Artigo - Zé Pedro Goulart - Tropa de Elite


Como hoje é dia de copia e cola, vai aqui um artigo do Zé Pedro Goulart, publicado hoje na Zero Hora. Para quem não sabe, para quem é de fora; Goulart é um dos grandes nomes da nova crônica gaúcha. Ah, o assunto é o mesmo, o filme Tropa de Elite.

Tropa da Elite
José Pedro Goulart

Ok, você está cheio desse assunto; já leu a respeito, discutiu com os amigos, debateu no trabalho, na sala de aula, enfim. Bom, se é o seu caso, procure outras matérias, eu não vou me importar. Eu vou é botar a minha colher torta nesse bolo que, aliás, vem recheado com muita coisa, menos farinha.
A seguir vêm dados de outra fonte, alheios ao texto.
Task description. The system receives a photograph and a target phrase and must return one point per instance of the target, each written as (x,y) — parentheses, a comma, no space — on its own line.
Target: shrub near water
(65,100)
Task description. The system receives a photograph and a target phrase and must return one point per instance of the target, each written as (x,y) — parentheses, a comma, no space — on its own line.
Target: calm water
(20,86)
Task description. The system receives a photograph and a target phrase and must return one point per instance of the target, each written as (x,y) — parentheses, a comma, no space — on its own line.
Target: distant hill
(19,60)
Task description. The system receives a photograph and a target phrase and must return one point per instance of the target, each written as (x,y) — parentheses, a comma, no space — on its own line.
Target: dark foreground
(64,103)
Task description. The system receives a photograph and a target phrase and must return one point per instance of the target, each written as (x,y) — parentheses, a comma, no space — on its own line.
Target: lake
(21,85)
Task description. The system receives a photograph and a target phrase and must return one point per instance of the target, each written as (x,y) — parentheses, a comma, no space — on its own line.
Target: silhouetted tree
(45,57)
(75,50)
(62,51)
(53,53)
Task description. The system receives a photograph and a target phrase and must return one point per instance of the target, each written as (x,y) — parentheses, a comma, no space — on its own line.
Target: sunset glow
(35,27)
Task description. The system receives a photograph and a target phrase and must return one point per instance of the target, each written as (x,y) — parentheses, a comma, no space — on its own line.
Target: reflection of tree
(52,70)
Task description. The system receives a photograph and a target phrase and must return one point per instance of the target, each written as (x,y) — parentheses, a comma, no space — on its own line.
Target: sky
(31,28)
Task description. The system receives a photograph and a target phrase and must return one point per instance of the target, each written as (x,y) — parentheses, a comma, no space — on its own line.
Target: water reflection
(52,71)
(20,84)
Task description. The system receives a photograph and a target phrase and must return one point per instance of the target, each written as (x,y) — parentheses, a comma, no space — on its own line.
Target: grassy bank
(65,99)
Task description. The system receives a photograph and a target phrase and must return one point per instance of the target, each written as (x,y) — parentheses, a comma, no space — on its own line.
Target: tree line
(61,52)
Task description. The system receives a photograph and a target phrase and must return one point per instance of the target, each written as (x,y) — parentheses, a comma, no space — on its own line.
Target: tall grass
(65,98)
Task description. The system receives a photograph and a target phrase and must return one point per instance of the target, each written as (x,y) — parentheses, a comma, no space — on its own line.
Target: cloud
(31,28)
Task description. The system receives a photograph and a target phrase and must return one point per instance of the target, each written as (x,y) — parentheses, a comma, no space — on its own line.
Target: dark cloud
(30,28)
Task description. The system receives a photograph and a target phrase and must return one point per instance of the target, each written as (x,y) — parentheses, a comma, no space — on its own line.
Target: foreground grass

Estou no shopping (onde mais poderia estar?), assistindo ao filme em questão. Há fúria na tela. Na platéia, 70% de adolescentes estão imersos nessa fúria. A música urra: TROPA DE ELITE PEGA UM, PEGA GERAL, TAMBÉM VAI PEGAR VOCÊ - é punk, voz metaleira; o som dolby estéreo amplifica os tiros, os gritos. Atrás de mim, um garoto de 16 repete alguns diálogos - quantas vezes terá ele visto o filme para isso?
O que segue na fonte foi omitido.